Shelties still participate in sheepdog trials to this day. Herding dogs conduct livestock from one place to another by causing fear-flocking and flight behaviour. The instinct to herd is primarily a product of breeding. No amount of training can substitute this trait.
Shelties can also be great therapy dogs for those who need comfort during hard times such as natural disasters or severe illness. This breed is rarely aggressive and tends to do well with children and being handled by them.
In their size group, the breed dominates dog agility, obedience, showmanship, flyball, tracking, and herding. Herding instincts and trainability can be measured at noncompetitive herding tests. Shelties
exhibiting basic herding instincts can be trained to compete in herding trials.
According to Dr. Stanley Coren, an expert on animal intelligence, the Shetland Sheepdog is one of the brightest dogs, ranking 6th out of 138 breeds tested. His research found that an average Sheltie could understand a new command in fewer than five repetitions and would obey a command the first time it was given 95% of the time or better.
One of the more vocal breeds, owners should be prepared to teach the Shetland Sheepdog when barking is and is not appropriate.
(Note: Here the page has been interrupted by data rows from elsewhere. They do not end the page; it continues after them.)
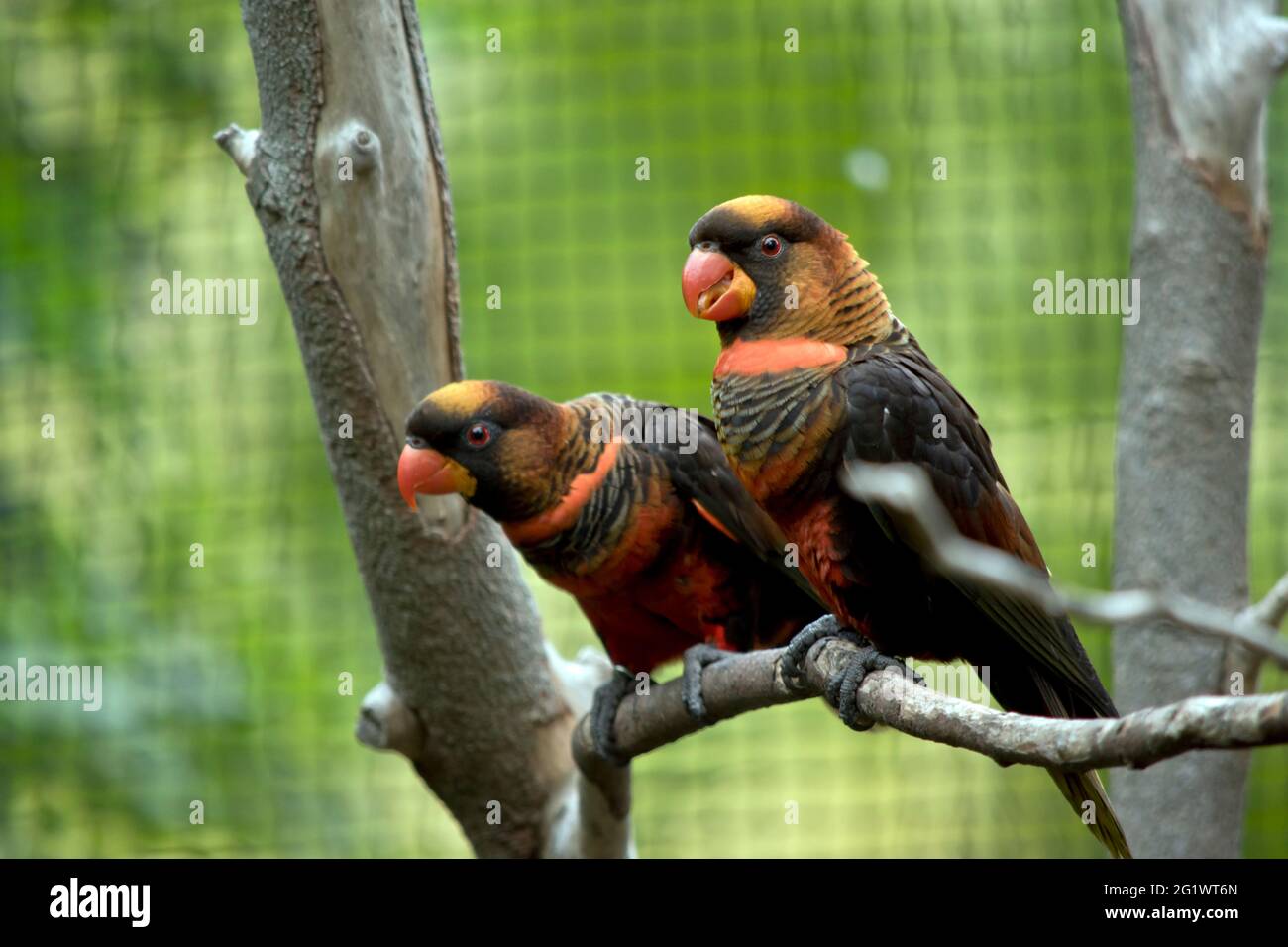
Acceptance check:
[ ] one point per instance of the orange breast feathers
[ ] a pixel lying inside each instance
(565, 514)
(812, 531)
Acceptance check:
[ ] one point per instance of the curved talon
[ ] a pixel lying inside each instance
(794, 656)
(603, 715)
(842, 686)
(696, 659)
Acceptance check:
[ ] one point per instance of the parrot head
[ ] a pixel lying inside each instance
(768, 268)
(492, 444)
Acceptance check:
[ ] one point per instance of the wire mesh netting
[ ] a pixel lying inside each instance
(967, 149)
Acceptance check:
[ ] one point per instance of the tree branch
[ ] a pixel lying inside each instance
(741, 684)
(348, 183)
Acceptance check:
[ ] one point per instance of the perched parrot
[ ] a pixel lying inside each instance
(815, 371)
(631, 508)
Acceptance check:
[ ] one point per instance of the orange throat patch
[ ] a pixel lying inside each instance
(772, 356)
(565, 513)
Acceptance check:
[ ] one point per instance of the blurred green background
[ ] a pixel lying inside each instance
(222, 682)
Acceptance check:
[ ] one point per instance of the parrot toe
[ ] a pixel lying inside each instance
(794, 656)
(696, 659)
(842, 685)
(603, 715)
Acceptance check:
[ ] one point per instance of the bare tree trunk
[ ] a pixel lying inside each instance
(1201, 75)
(347, 179)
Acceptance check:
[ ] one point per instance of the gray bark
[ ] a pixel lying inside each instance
(1201, 73)
(368, 266)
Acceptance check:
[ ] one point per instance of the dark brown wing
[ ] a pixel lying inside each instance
(902, 408)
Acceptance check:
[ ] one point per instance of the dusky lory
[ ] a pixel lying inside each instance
(629, 506)
(815, 371)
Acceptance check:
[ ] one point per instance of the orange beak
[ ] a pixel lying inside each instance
(715, 287)
(423, 471)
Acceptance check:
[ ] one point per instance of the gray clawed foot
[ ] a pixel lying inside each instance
(603, 715)
(842, 685)
(696, 659)
(794, 656)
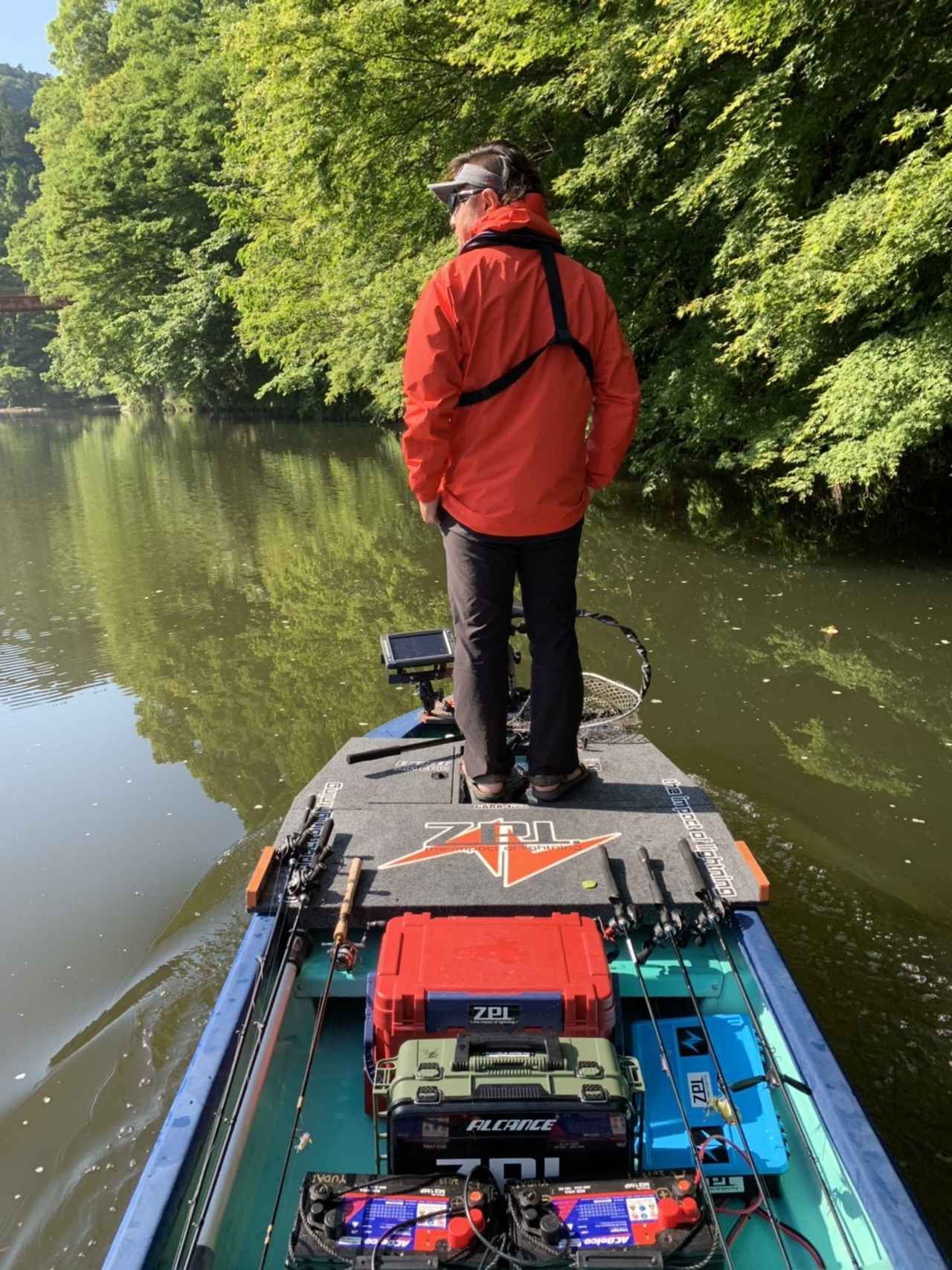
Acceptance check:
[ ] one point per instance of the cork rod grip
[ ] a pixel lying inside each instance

Because it’s a herding breed, Shelties like to chase moving things—including cars—so they ideally need a fenced yard and leashed walks for their safety. They can become especially suspicious with strangers, even children, and without proper training and socialization, may resort to noisy, persistent barking.
A Shetland Sheepdog puppy will cost anything between $850 and $2,000. This is the average price for a Shetland Sheepdog purchased from a reputable breeder.